C’est une grande corvée que d’avoir à causer avec des gens qui ont besoin de se servir d’un cornet, lorsque ceux-ci sont trop impatients pour s’astreindre à en user d’une façon convenable. Mademoiselle Todd redoutait le cornet de madame Leake ; elle n’avait pas grand’peur de sa méchante langue ; sa voiture et ses chevaux, ainsi que ses relations de château, lui étaient assez indifférents ; mais le monde de Littlebath voyait madame Leake, et mademoiselle Todd, selon le proverbe anglais, voulait « faire à Rome comme font les Romains. »
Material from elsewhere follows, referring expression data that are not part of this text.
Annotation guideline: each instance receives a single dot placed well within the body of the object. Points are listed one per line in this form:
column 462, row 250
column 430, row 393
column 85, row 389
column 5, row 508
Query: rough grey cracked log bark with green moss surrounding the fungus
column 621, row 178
— Je l’entreprendrai, dit mademoiselle Todd à Adela en achevant la description de madame Leake au moment où la voiture traversait le village de Rissbury, je l’entreprendrai pendant cinq minutes ; puis vous vous en chargerez pendant cinq autres minutes, et alors je recommencerai ; puis nous nous en irons. Adela consentit à cet arrangement avec un certain effroi : sur quel sujet pourrait-elle s’étendre avec madame Leake pendant l’espace de cinq grandes minutes, et cela au moyen d’un cornet !

— Mademoiselle qui ? dit madame Leake, en retirant son cornet de l’oreille afin de dévisager Adela plus à son aise. Oh ! mademoiselle Gaunt… très-bien… J’espère que vous aimez Littlebath, mademoiselle Gaunt.

— Mademoiselle Gaunt-let ! beugla mademoiselle Todd d’une voix qui aurait fait voler en éclats le cornet s’il n’eût été fait du métal le plus solide.